Defendant is charged with constructive knowledge that the reliability of an unconfirmed EMIT result had been called into question by at least one court with jurisdiction over Downstate at the time plaintiff’s urine specimen was tested.  Salhuddin v. Coughlin, 781 F.2d 24, 27 (2d Cir. 1986).  In an opinion issued more than two months prior to the testing of plaintiff’s urine, this Court (per Haight, J.) explored the reliability of the EMIT drug detection system in an action brought by four inmates at Sing Sing Correctional Facility, a sister institution of Downstate.  See Storms v. Coughlin, supra at 1221-22.  Judge Haight reviewed the record upon defendants’ motion to dismiss, as well as authorities from other jurisdictions, and concluded that there existed “an issue of substance as to the (EMIT] test’s reliability” to be examined at trial.  600 F. Supp. at 1222.  Since defendant’s punishment of Mr. Soto solely on the basis of an unconfirmed EMIT test was not objectively reasonable, defendant is not entitled to qualified immunity for his conduct.  See Anderson v. Creighton, 107 S. Ct. 3034 (1987).

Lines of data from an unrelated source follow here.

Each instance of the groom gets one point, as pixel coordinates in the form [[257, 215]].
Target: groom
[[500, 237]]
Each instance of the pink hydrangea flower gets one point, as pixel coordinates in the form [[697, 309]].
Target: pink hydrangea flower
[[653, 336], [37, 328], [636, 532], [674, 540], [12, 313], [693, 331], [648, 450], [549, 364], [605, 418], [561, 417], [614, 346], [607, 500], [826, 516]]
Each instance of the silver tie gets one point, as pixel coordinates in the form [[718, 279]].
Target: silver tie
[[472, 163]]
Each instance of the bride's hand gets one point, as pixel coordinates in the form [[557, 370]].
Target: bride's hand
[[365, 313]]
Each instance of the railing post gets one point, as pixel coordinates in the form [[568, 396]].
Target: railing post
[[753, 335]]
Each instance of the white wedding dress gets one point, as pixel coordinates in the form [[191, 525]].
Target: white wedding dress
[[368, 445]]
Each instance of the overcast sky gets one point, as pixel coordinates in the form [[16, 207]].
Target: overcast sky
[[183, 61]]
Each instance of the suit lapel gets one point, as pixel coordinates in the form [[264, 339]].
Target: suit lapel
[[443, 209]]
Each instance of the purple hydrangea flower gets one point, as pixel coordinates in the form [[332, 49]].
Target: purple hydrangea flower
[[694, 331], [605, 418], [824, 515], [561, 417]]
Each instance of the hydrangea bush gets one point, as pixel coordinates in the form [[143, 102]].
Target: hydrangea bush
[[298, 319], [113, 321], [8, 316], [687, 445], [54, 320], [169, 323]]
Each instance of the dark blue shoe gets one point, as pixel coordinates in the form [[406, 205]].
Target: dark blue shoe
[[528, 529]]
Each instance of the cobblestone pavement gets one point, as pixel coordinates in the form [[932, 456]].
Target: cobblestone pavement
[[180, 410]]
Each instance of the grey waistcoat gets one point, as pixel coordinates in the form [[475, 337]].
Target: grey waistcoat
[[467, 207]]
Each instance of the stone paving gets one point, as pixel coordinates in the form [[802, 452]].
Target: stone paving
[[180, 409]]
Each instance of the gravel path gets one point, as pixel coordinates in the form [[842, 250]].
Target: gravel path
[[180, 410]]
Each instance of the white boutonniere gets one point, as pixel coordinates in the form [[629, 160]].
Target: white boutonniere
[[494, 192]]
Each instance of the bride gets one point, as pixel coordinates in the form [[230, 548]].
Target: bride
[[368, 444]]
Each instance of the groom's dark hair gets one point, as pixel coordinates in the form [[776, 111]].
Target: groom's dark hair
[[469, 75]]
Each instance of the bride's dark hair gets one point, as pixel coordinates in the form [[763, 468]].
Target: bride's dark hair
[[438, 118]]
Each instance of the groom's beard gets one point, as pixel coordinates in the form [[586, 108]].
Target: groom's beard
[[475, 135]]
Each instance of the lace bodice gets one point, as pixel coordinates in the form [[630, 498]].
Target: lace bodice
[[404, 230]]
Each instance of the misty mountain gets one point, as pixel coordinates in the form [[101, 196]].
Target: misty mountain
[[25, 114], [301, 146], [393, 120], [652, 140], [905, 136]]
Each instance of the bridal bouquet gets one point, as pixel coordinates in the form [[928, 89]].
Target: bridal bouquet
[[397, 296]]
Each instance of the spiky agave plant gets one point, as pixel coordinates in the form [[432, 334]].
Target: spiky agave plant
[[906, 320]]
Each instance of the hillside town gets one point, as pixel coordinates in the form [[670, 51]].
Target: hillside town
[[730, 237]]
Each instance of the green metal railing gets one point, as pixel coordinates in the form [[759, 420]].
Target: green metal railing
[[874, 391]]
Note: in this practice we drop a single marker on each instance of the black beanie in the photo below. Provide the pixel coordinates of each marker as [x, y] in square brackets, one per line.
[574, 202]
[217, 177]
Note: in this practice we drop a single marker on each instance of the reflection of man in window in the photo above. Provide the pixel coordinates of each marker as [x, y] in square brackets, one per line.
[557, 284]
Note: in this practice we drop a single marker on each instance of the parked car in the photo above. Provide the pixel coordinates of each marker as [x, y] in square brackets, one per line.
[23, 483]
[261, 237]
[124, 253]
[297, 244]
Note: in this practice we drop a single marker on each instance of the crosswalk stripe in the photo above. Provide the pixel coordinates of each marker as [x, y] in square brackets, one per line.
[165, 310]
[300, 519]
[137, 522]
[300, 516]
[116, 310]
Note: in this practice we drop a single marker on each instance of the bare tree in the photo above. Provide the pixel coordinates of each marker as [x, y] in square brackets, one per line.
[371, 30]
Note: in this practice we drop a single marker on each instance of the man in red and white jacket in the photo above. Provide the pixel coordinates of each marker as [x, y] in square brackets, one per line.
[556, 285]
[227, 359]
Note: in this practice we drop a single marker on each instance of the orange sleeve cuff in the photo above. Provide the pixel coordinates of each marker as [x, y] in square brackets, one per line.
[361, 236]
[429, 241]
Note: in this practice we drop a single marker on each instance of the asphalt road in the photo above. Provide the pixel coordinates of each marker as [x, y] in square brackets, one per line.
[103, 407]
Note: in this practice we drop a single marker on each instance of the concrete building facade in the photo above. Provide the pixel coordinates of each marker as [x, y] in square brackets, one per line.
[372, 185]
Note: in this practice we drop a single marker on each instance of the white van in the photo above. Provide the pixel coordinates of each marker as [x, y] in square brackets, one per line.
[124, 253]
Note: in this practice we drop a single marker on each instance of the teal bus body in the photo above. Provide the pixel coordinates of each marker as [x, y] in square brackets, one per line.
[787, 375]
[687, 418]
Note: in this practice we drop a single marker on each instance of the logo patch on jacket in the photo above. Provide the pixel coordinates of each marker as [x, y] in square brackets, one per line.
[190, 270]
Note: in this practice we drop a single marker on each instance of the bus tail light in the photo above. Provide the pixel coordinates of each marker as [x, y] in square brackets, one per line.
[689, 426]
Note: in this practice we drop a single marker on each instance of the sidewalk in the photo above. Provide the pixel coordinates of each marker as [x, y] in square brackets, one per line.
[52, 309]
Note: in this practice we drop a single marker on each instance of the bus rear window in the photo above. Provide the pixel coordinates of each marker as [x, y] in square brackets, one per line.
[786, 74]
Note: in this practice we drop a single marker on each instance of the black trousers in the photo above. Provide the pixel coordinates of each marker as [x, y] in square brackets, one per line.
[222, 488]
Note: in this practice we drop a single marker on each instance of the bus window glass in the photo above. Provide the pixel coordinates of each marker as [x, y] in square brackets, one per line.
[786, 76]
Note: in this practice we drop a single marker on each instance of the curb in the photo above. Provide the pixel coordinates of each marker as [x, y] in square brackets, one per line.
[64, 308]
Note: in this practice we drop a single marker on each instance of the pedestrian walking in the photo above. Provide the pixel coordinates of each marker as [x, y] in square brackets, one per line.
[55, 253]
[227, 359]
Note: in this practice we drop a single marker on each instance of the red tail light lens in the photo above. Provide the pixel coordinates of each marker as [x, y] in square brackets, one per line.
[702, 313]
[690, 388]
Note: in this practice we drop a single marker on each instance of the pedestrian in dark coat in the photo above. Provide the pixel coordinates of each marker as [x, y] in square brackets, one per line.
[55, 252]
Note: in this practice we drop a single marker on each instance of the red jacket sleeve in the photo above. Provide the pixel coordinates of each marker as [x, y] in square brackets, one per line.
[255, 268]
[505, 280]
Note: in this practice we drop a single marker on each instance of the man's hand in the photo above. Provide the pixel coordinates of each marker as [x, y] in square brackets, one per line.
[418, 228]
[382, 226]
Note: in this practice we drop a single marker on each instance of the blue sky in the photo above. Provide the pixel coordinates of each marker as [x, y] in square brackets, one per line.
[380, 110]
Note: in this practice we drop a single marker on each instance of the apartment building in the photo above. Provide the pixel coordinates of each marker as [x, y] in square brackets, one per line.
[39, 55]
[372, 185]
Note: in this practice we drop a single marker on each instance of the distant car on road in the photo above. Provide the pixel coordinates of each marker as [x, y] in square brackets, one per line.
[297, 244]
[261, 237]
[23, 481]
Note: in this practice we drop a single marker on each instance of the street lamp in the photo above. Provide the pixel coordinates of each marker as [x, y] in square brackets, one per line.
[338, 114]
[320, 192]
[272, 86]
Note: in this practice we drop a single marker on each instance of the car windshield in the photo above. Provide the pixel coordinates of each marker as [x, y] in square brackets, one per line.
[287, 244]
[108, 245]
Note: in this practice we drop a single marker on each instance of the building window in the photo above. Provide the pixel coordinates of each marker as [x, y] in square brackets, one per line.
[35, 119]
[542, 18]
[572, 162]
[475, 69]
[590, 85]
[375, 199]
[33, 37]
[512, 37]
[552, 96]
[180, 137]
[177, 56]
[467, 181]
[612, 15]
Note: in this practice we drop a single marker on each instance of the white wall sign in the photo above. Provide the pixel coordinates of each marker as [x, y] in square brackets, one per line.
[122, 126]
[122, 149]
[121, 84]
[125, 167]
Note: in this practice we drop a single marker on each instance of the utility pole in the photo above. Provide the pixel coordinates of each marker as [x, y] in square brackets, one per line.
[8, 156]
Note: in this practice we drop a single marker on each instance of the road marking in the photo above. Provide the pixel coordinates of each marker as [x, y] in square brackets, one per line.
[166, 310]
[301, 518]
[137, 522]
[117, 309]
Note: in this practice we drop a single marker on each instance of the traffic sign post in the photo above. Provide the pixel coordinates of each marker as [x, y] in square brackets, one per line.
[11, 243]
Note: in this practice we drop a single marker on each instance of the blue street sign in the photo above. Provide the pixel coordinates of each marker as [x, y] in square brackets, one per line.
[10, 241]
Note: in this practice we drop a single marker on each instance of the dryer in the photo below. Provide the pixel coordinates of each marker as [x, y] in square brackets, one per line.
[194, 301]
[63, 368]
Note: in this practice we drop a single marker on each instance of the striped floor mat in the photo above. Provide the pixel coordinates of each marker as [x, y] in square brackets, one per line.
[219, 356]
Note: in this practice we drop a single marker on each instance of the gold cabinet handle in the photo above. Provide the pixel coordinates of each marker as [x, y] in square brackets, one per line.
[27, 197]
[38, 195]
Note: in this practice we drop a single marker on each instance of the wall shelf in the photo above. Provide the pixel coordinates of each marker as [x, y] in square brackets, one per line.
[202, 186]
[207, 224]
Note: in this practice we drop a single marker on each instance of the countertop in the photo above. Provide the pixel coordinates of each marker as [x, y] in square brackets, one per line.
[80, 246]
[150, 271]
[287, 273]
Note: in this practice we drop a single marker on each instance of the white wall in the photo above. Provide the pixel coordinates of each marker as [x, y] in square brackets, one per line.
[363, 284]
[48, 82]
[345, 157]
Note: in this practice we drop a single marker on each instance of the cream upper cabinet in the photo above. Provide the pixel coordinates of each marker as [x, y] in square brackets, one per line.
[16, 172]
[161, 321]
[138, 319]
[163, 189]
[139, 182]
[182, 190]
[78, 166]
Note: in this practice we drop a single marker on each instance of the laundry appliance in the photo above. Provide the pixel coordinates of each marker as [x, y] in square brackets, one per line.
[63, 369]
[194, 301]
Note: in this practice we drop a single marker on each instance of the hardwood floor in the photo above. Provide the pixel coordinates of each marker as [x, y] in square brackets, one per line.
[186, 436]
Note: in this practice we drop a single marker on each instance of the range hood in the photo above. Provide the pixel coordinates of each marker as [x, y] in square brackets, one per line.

For the foregoing reasons, the Court should issue an order voiding the determination of plaintiff’s March 1985 disciplinary proceeding, expunging such determination from his prison disciplinary record, awarding damages suffered as a direct result of that improper disciplinary proceeding, or for such other relief as the Court may deem just and proper.


Dated:  New York, New York

June 16, 1988


Respectfully submitted,






Daniel H. Weiner

One Wall Street

New York, New York 10005

(212) 709-7000

Attorneys for Plaintiff

Raul Soto

[1].          Although Directive 4937 was revised in 1988, the provisions quoted above remain unchanged. N.Y. Comp. Codes R. & Regs. tit. vii § 1020.4(e)(2).

[2] .         See  N.Y. Comp. Codes R. & Regs. tit. vii § 1020.4(f).

[3]           See N.Y. Comp. Codes R. & Regs. tit. vii § 1020.5(b).

[4]           This Court (per Weinfeld, J.) has stated in dicta that Mr. Soto’s pro se complaint fails to articulate a Fourth Amendment claim. Soto v. Coughlin, 666 F. Supp. 634, 635 n.1 (S.D.N.Y. 1987). Plaintiff respectfully disagrees. The complaint herein details the facts underlying Mr. Soto’s assertion of an unreasonable search and seizure:

The demand by Downstate personnel for Mr. Soto’s urine upon his return from furlough, the taking of a urine specimen, the testing of that specimen, and the punishment meted out to Mr. Soto as a result. Complaint at 1-2. Since pro se complaints are to be interpreted liberally, see Haines v. Kerner, 404 U.S. 519, 520-21 (1972), assertion of a Fourth Amendment violation should fairly be read from the complaint. Moreover, Mr. Soto’s federal due process claims involve the exact same factual predicate as his Fourth Amendment claims.

[5]           See N.Y. Comp. Codes R. & Regs. tit. vii § 1020.4(e)(iv).